One can only guess at the strain imposed on many marriages by migration. Migration sometimes led to desertion, particularly during the Famine. In some cases deserted wives had to enter the workhouse. Yet many men faithfully remitted money to Ireland so that their wives and children could leave these institutions.

One wonders about the effects of the break-up of village life during the busiest seasons of the year.

There are a host of unanswered questions about the care of people and belongings left behind when whole families left their holdings.

It is doubtful that old people wandered from their homes to beg. Who cared for these people when the younger members of the family took to begging in distant parts of the country?

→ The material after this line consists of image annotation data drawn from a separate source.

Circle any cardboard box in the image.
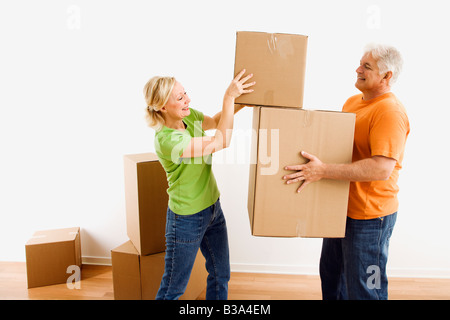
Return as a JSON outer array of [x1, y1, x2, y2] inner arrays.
[[111, 241, 208, 300], [234, 31, 308, 108], [25, 227, 81, 288], [124, 153, 169, 255], [248, 107, 355, 238]]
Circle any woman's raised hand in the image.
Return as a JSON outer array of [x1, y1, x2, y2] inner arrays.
[[225, 69, 256, 99]]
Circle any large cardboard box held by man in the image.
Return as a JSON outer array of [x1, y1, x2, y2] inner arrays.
[[248, 107, 355, 238], [111, 241, 208, 300], [25, 227, 81, 288], [124, 153, 169, 255], [234, 31, 308, 108]]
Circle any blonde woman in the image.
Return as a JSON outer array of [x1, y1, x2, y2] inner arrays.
[[144, 70, 255, 300]]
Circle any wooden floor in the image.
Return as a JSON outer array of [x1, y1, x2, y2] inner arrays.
[[0, 262, 450, 300]]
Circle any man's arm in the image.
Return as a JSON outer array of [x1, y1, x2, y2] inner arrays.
[[283, 151, 397, 192]]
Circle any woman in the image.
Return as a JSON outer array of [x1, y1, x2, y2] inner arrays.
[[144, 70, 255, 300]]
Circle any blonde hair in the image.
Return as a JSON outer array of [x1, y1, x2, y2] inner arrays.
[[144, 76, 176, 131]]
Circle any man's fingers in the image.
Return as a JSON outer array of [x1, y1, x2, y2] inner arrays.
[[234, 69, 245, 81], [284, 164, 303, 171], [297, 180, 309, 193]]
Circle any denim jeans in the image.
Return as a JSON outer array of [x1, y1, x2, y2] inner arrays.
[[156, 200, 230, 300], [320, 212, 397, 300]]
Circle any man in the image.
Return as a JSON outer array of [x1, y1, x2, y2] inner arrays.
[[283, 45, 410, 299]]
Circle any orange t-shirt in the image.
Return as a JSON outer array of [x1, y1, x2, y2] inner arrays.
[[342, 92, 410, 220]]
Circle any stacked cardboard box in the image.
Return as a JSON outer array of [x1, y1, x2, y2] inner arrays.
[[25, 227, 81, 288], [111, 153, 207, 300], [234, 32, 355, 238]]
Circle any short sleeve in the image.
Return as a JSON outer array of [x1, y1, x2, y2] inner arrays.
[[370, 111, 409, 161], [155, 131, 192, 163]]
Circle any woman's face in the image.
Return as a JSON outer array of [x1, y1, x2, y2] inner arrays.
[[162, 81, 191, 120]]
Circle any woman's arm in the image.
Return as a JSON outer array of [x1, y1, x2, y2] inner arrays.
[[181, 69, 255, 158]]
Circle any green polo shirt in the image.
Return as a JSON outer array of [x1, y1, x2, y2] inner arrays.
[[155, 108, 220, 215]]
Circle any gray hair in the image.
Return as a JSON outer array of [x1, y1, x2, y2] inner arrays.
[[364, 44, 403, 85]]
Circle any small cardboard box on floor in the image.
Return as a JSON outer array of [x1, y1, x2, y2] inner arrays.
[[124, 153, 169, 255], [248, 107, 355, 238], [234, 31, 308, 108], [111, 241, 208, 300], [25, 227, 81, 288]]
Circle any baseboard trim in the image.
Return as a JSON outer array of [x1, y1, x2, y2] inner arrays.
[[231, 263, 450, 279]]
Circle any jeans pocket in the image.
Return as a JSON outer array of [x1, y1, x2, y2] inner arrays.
[[175, 212, 203, 243]]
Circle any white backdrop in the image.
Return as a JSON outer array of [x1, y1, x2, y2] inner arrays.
[[0, 0, 450, 277]]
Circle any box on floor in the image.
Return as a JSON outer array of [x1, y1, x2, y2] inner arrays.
[[111, 241, 208, 300], [25, 227, 81, 288], [124, 153, 169, 255]]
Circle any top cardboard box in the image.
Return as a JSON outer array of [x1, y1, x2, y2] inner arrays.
[[234, 31, 308, 108]]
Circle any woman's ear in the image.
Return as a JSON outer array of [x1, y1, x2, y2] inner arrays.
[[383, 71, 392, 80]]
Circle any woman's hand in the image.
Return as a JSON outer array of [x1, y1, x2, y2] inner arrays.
[[225, 69, 256, 99]]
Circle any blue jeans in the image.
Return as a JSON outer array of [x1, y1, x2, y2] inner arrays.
[[156, 200, 230, 300], [320, 212, 397, 300]]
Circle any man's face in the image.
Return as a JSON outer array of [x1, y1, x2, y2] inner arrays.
[[355, 53, 386, 93]]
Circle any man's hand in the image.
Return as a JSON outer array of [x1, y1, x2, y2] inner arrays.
[[283, 151, 325, 192]]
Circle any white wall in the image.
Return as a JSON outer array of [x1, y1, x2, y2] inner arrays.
[[0, 0, 450, 277]]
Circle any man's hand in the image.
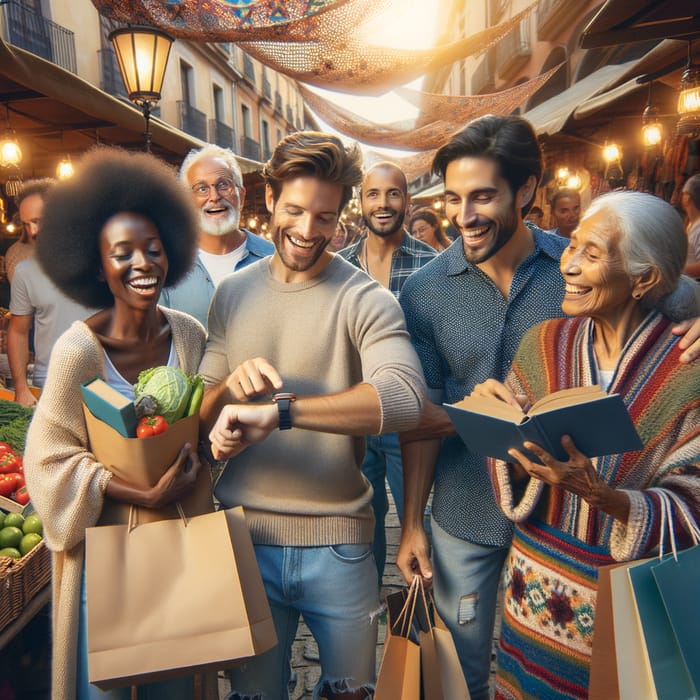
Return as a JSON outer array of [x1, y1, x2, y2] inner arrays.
[[209, 404, 279, 460], [396, 526, 433, 584], [226, 357, 283, 402], [672, 317, 700, 363]]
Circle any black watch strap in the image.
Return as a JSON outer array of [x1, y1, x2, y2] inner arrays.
[[272, 392, 297, 430]]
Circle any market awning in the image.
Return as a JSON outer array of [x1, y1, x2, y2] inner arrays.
[[0, 39, 261, 177], [411, 182, 445, 200], [523, 60, 638, 136], [580, 0, 700, 49]]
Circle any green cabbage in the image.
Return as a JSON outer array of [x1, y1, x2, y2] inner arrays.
[[134, 366, 192, 423]]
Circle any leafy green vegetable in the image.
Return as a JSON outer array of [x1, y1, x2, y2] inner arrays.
[[134, 366, 192, 423]]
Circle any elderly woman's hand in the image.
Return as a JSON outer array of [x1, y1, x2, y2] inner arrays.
[[471, 379, 530, 412], [508, 435, 629, 522]]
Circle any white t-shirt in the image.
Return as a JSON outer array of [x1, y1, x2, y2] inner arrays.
[[199, 246, 245, 287]]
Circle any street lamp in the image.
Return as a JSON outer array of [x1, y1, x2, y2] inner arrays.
[[109, 26, 173, 153]]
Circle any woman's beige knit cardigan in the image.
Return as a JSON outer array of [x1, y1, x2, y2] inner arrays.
[[24, 307, 205, 700]]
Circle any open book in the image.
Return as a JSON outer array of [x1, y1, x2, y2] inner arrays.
[[443, 386, 642, 462]]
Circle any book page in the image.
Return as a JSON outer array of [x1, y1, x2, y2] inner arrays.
[[452, 396, 526, 423], [528, 384, 608, 416]]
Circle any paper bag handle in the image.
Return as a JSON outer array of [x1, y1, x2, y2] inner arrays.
[[126, 501, 190, 532]]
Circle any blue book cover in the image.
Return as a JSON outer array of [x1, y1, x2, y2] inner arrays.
[[443, 386, 642, 462], [80, 377, 137, 437]]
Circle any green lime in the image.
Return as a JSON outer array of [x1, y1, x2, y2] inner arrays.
[[22, 513, 44, 535], [19, 532, 41, 556], [0, 525, 24, 549], [2, 513, 24, 529]]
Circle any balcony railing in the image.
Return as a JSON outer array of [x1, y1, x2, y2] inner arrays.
[[243, 53, 255, 85], [209, 119, 236, 149], [536, 0, 589, 41], [241, 136, 260, 161], [177, 100, 207, 141], [496, 17, 532, 79], [2, 0, 78, 73], [97, 49, 128, 99]]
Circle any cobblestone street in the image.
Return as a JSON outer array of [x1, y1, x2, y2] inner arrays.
[[219, 492, 500, 700]]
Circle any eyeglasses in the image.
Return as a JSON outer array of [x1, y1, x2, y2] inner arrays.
[[192, 178, 237, 199]]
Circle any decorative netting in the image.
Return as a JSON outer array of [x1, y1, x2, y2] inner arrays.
[[93, 0, 536, 95]]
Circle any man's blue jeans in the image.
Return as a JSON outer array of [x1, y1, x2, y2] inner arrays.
[[77, 569, 194, 700], [362, 433, 403, 583], [431, 518, 510, 700], [228, 544, 380, 700]]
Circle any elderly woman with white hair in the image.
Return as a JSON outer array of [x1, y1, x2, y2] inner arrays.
[[474, 192, 700, 698]]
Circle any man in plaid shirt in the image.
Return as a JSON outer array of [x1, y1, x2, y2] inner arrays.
[[338, 162, 437, 585]]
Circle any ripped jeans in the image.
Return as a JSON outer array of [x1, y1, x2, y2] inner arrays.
[[228, 543, 379, 700], [431, 518, 510, 700]]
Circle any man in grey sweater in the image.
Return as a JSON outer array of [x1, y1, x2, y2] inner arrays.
[[200, 132, 425, 700]]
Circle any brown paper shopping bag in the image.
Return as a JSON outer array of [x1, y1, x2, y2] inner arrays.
[[86, 508, 277, 689], [374, 579, 421, 700], [420, 598, 471, 700]]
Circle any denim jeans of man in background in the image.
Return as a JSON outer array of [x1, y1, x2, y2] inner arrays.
[[77, 569, 194, 700], [362, 433, 403, 585], [431, 518, 509, 700], [227, 544, 380, 700]]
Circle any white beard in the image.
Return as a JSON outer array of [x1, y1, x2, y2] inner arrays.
[[199, 207, 241, 236]]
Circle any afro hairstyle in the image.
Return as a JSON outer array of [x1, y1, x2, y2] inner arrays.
[[36, 146, 198, 308]]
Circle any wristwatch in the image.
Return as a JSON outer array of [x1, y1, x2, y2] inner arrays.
[[272, 392, 297, 430]]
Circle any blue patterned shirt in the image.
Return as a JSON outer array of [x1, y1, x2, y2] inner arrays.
[[399, 227, 569, 546], [338, 231, 438, 298]]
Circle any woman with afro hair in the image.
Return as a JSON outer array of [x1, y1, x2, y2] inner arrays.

One also wonders about the care of animals and fowl. The grown fowl may perhaps have been left to forage for themselves. Can one imagine a kindly neighbour caring for young chickens, goslings, etcetera, in the absence of the family.

When one considers how important fowl and eggs were in providing income for women, it is not likely that they would have been left to fend for themselves.

It would appear that some kind relative or neighbour milked cows, and may have acted as a caretaker tending to the animals owned by the absent family.

The care of animals may, however, have posed fewer problems that might be at first supposed, as many families did not own any.

In Burrishoole, it was reckoned that almost half of the population of 917 families had no cow.

There was little public outcry in Ireland against a system of seasonal migration which inflicted hardship on so many people, but it must be remembered that migration bolstered a system which was tottering on the brink of disaster.

After 1815 in particular, when the slump in agricultural prices should have led to a reduction in the rents charged for agricultural land, the reality was that Irish landlords were able to keep the rents unnaturally high, beyond the real value of the land, for the income of annual migration.

It was against the interests of the landlords, many of whom were absentees, to try to reform the evil land system, of which they themselves were the chief beneficiaries, and it was this evil system of land tenure which led to seasonal migration.

One can only pity the victims of such a system and at the same time admire the buoyancy of spirit which enabled women to cope with the extra burdens caused by migration aggravated by the very difficult circumstances of their lives.